Why do the Caribbean Islands Arc?
August 21, 2012 By Leave a Comment
If you look at the Caribbean islands from above you’ll see that they arc, and new research by geophysicists at the University of Southern California have found that over the past 50 million years the Caribbean islands have been pushed east by the steady movement of the Earth’s viscous mantle against the more stationary Southern American continent.
The result of this study which was published in the journal Nature Geoscience yesterday give us a better understanding of how continents resist the constant movement of the Earth’s plates, and what effect continental plates have on reshaping the surface of Earth.
“Studying the deep earth interior provides insights into how the Earth has evolved into its present form,” said Meghan Miller, assistant professor of earth sciences at the USC Dornsife College of Letters, Arts and Sciences, and lead author of the paper. “We’re interested in plate tectonics, and the southeastern Caribbean is interesting because it’s right near a complex plate boundary.”
Everything is Connected
To be able to study the motion of the South American continent and the Caribbean plate, researchers Miller and Thorsten Becker, associate professor of earth sciences at USC Dornsife, had to first model the entire planet. In fact, the pair created 176 models, models that required several weeks at the USC High Performance Computing Center to compute.

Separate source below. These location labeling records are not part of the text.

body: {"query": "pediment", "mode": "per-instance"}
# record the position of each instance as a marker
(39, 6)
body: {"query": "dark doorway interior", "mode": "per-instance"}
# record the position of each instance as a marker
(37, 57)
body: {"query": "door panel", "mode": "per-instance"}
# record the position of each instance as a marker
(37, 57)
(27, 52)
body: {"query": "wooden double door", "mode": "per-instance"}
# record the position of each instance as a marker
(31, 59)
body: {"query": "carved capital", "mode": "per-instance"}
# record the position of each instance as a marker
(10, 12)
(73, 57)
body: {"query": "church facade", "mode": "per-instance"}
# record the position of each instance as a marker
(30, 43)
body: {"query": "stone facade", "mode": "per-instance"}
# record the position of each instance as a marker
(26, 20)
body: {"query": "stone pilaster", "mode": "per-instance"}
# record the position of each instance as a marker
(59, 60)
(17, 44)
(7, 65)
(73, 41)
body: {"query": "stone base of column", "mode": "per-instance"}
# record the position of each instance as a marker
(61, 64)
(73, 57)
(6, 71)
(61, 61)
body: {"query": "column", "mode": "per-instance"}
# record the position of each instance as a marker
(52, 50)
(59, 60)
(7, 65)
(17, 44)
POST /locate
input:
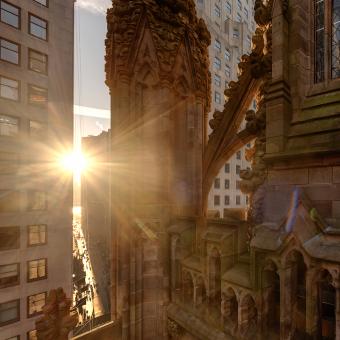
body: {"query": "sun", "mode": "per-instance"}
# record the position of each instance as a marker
(74, 162)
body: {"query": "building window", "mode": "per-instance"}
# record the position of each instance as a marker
(217, 97)
(37, 95)
(37, 235)
(38, 27)
(32, 335)
(239, 5)
(37, 61)
(38, 130)
(325, 42)
(9, 312)
(226, 184)
(10, 14)
(9, 126)
(226, 200)
(238, 199)
(9, 88)
(9, 238)
(246, 13)
(335, 39)
(227, 54)
(217, 45)
(217, 11)
(35, 303)
(9, 162)
(248, 41)
(42, 2)
(9, 275)
(227, 168)
(238, 169)
(36, 270)
(228, 7)
(217, 63)
(217, 80)
(236, 33)
(37, 200)
(238, 185)
(9, 201)
(227, 71)
(9, 51)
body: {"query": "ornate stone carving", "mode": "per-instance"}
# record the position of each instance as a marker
(171, 24)
(58, 320)
(174, 329)
(257, 64)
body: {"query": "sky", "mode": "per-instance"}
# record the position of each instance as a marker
(90, 90)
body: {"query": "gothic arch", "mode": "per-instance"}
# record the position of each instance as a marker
(324, 303)
(271, 290)
(188, 287)
(214, 267)
(296, 268)
(200, 290)
(229, 310)
(248, 317)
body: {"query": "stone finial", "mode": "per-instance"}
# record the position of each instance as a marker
(58, 320)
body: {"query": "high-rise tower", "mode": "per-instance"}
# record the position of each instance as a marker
(36, 127)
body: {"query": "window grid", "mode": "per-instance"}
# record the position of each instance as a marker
(37, 61)
(9, 88)
(37, 235)
(335, 62)
(36, 270)
(10, 14)
(38, 27)
(10, 51)
(9, 312)
(35, 303)
(9, 275)
(9, 126)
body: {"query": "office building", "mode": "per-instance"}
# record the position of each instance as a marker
(231, 25)
(36, 130)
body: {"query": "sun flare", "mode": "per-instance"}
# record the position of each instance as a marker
(74, 162)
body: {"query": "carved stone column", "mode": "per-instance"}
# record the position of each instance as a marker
(311, 304)
(337, 310)
(286, 303)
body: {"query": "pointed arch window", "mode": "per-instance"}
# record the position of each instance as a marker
(327, 40)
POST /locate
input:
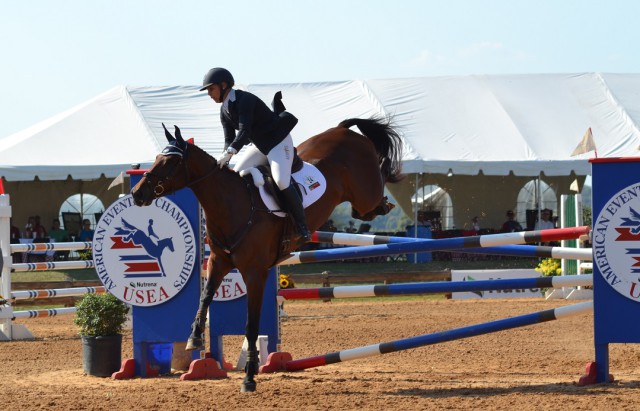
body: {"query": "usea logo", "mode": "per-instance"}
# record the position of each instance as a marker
(144, 255)
(616, 242)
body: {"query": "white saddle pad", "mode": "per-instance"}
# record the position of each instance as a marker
(311, 182)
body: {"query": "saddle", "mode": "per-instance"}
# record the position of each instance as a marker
(270, 186)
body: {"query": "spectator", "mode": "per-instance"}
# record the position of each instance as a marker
(29, 228)
(511, 225)
(475, 225)
(39, 229)
(351, 228)
(545, 223)
(56, 233)
(86, 234)
(15, 233)
(59, 235)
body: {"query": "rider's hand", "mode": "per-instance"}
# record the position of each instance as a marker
(226, 156)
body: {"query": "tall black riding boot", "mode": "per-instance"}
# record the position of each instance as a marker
(294, 207)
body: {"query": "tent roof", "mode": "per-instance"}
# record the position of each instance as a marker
(525, 124)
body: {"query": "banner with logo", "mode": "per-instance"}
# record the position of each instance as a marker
(144, 255)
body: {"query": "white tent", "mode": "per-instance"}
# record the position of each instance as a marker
(519, 125)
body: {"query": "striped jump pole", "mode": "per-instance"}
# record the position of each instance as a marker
(51, 312)
(57, 292)
(284, 362)
(53, 265)
(480, 241)
(584, 254)
(439, 287)
(76, 246)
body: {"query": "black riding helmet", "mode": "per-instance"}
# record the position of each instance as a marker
(215, 76)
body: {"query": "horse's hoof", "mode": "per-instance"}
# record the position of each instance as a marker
(248, 387)
(194, 344)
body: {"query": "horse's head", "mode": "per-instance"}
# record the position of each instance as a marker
(168, 173)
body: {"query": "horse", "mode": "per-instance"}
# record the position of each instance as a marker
(242, 233)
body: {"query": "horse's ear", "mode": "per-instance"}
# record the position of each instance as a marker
(179, 135)
(167, 134)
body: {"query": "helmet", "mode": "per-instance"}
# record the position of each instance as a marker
(217, 75)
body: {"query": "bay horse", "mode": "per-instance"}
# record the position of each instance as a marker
(241, 231)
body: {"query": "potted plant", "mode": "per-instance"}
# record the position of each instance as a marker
(100, 319)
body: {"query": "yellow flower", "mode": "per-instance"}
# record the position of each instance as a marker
(549, 266)
(286, 281)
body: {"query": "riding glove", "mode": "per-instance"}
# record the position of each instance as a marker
(226, 156)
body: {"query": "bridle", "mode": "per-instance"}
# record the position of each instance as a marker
(159, 188)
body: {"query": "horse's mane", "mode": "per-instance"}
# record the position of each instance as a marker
(228, 171)
(386, 140)
(203, 152)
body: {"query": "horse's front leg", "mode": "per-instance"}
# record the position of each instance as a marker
(255, 282)
(215, 274)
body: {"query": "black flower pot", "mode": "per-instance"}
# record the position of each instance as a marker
(101, 355)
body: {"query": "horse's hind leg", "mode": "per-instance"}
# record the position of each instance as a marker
(214, 278)
(255, 290)
(196, 340)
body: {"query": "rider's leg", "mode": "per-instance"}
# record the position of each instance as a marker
(250, 157)
(281, 159)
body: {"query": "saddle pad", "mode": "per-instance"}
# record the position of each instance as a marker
(311, 182)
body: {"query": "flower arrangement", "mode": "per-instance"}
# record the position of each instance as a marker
(549, 266)
(286, 281)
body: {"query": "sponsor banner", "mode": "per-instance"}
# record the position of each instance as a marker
(231, 288)
(144, 255)
(616, 246)
(471, 275)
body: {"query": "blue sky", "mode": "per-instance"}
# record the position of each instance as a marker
(57, 54)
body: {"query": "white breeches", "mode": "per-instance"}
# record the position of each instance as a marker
(280, 159)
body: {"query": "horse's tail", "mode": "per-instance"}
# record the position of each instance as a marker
(387, 142)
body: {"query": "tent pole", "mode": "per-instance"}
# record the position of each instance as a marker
(415, 210)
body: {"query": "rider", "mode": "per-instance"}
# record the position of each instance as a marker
(268, 131)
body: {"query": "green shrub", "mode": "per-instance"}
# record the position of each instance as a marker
(100, 315)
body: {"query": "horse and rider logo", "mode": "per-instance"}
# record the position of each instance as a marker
(129, 236)
(615, 237)
(144, 256)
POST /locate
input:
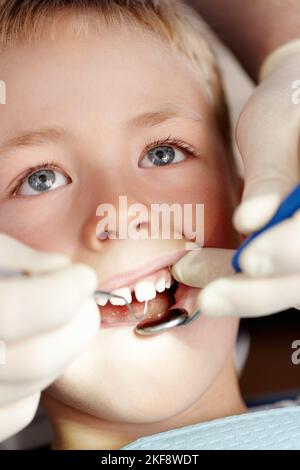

“If you can, you want to solve the whole system and then zoom in,” Becker said. “What’s cool about this paper is that we didn’t just run one or two models. We ran a lot, and it allowed us to explore different possibilities for how mantle flow might work.”
“Oceanic plates are relatively simple, but if we want to understand how the Earth works as a system — and how faults evolved and where the flow is going over millions of years — we also have to understand continental plates,” Becker added.
Miller and Becker reconstructed the movement of the planet’s mantle to a depth of just above 3,000 kilometres.
Their research tossed previous hypotheses of the seismic activity beneath the Caribbean Sea out the window and provided an important new insight into the unique tectonic interactions that are behind the Caribbean plate tearing away from South America.
In particular, Miller and Becker point to a part of the South American plate — known as a “cratonic keel” — that is roughly three times thicker than normal lithosphere and much stronger than typical mantle. The keel deflects and channels mantle flow, and provides an important snapshot of the strength of the continents compared to the rest of the Earth’s outer layers.
In the southeastern Caribbean the researchers that the interaction of the subducted plate beneath the Antilles island arc in combination with the stronger continental keel has created the El Pilar-San Sebastian Fault. Miller and Becker believe that similar interactions are the cause of the San Andreas Fault.
“We’re studying the Caribbean, but our models are run for the entire globe,” Miller said. “We can look at similar features in Japan, Southern California and the Mediterranean, anywhere we have instruments to record earthquakes.”